Zeit spielte keine Rolle Alles ging gut. 42,2 Kilometer und sieben Stunden später überquerte er die Ziellinie. Es war ihm kein Zeichen von Erschöpfung anzusehen, denn sein Körper war vollgepumpt mit Endorphinen und Adrenalin: "Wenn mich in diesem Moment jemand gefragt hätte, ob ich weiterlaufen will, dann hätte ich ja gesagt", so Schuster. Freude und Stolz empfand er nicht - das habe sich erst später eingestellt. Sieben Stunden wären keine Super-Zeit für ihn gewesen. Zeit sei aber bei diesem Erlebnis zweitrangig.
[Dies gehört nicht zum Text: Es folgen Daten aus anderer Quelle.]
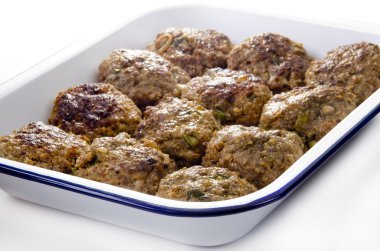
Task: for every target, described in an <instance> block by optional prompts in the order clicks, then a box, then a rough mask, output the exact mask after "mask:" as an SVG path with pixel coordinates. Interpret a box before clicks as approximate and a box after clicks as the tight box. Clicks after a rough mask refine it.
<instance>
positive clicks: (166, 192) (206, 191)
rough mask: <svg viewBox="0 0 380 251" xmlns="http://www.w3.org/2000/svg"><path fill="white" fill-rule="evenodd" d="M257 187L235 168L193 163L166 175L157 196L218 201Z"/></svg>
mask: <svg viewBox="0 0 380 251" xmlns="http://www.w3.org/2000/svg"><path fill="white" fill-rule="evenodd" d="M256 190H257V189H256V187H255V186H253V185H252V184H250V183H249V182H248V181H246V180H245V179H241V178H239V174H238V173H236V172H231V171H228V170H227V169H225V168H220V167H202V166H193V167H189V168H183V169H181V170H179V171H176V172H174V173H172V174H169V175H167V176H166V177H165V178H163V179H162V180H161V182H160V186H159V189H158V192H157V194H156V195H157V196H160V197H163V198H167V199H174V200H182V201H202V202H204V201H219V200H228V199H232V198H236V197H240V196H243V195H246V194H249V193H253V192H255V191H256Z"/></svg>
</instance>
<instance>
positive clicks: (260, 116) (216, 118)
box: [0, 28, 380, 202]
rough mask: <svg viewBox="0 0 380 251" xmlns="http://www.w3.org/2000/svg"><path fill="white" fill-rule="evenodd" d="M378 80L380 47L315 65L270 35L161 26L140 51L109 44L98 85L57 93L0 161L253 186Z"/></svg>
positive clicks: (147, 182) (116, 183) (318, 137)
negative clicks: (227, 34)
mask: <svg viewBox="0 0 380 251" xmlns="http://www.w3.org/2000/svg"><path fill="white" fill-rule="evenodd" d="M379 87H380V49H379V46H377V45H375V44H371V43H367V42H359V43H355V44H350V45H345V46H340V47H338V48H337V49H334V50H332V51H330V52H328V53H327V55H326V56H325V57H324V58H323V59H321V60H314V59H313V58H312V57H311V56H310V55H309V54H308V53H307V52H306V51H305V49H304V48H303V46H302V44H300V43H298V42H294V41H292V40H290V39H289V38H287V37H285V36H282V35H279V34H273V33H264V34H260V35H256V36H252V37H250V38H248V39H246V40H245V41H243V42H242V43H241V44H238V45H235V46H234V45H233V44H232V43H231V41H230V39H229V38H228V37H227V36H226V35H225V34H223V33H220V32H218V31H215V30H198V29H192V28H167V29H165V30H163V31H161V32H160V33H158V34H157V36H156V38H155V40H154V41H153V42H152V43H151V44H149V45H148V46H147V49H146V50H137V49H119V50H115V51H113V52H112V53H111V54H110V55H109V56H108V57H107V58H105V59H104V60H103V62H101V64H100V66H99V83H86V84H81V85H78V86H74V87H72V88H70V89H68V90H65V91H63V92H61V93H59V94H58V96H57V97H56V99H55V101H54V106H53V109H52V112H51V116H50V118H49V119H48V124H45V123H43V122H33V123H30V124H28V125H26V126H25V127H24V128H22V129H20V130H16V131H14V132H13V133H11V134H10V135H7V136H2V137H0V157H4V158H8V159H11V160H16V161H20V162H24V163H27V164H32V165H36V166H39V167H42V168H47V169H50V170H54V171H59V172H64V173H68V174H72V175H76V176H79V177H83V178H88V179H91V180H95V181H99V182H104V183H108V184H111V185H116V186H119V187H124V188H128V189H132V190H135V191H139V192H143V193H147V194H151V195H157V196H160V197H163V198H168V199H175V200H182V201H198V202H204V201H219V200H226V199H231V198H235V197H239V196H243V195H246V194H249V193H252V192H254V191H256V190H258V189H261V188H263V187H265V186H267V185H269V184H270V183H271V182H273V181H274V180H275V179H276V178H278V177H279V176H280V175H281V174H282V173H283V172H284V171H285V170H287V169H288V168H289V167H290V166H291V165H292V164H293V163H294V162H295V161H296V160H297V159H298V158H300V157H301V156H302V155H303V153H304V152H305V151H307V150H308V149H310V148H311V147H313V145H315V144H316V143H317V142H318V141H319V140H320V139H321V138H322V137H323V136H324V135H325V134H326V133H328V132H329V131H330V130H331V129H332V128H333V127H334V126H335V125H336V124H337V123H339V122H340V121H341V120H342V119H343V118H344V117H345V116H347V115H348V114H349V113H350V112H351V111H352V110H354V109H355V107H356V106H357V105H359V104H360V103H361V102H363V101H364V100H365V99H366V98H367V97H368V96H370V95H371V94H372V93H373V92H374V91H376V90H377V89H378V88H379Z"/></svg>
"Was ich in der Antarktis schnell gelernt habe, war, dass sich das Wetter rasch ändern kann", erzählt Schuster. Das hatte nicht nur Auswirkungen auf die Sportler, sondern auch auf das Transportflugzeug: Es konnte nicht starten, weshalb Schuster seinen Aufenthalt unfreiwillig um fünf Tage verlängern musste.
So eine Reise in die Antarktis macht man nicht mal eben so. Schuster meldete sich mit reichlich Vorlauf an und musste zwei Jahre warten, bis er in den Flieger steigen durfte. Für fünf Tage in der Antarktis musste er drei Wochen Urlaub nehmen - das unbeständige Wetter macht eine exakte Zeitplanung nahezu unmöglich.
Wo andere Menschen mit ihren Kräften völlig am Ende wären, legte Jürgen Schuster noch einmal nach. Zwei Tage später lief er einen Halbmarathon. Die restliche Zeit verbrachte er mit Ausflügen, dem Bau eines Iglus, Wanderungen und den anderen Sportlern im Camp. Dann ging es zurück nach Chile und von dort nach Deutschland.
Jetz hat Schuster seine Sammlung komplett: Marathon und Halbmarathon auf allen sieben Kontinenten. Und jetzt? Pläne für die Zukunft hat er noch nicht, er möchte das Erlebnis Antarktis noch wirken lassen: "Für mich persönlich war es der schönste Marathon", sagt Schuster. "Das Beste kommt zum Schluss."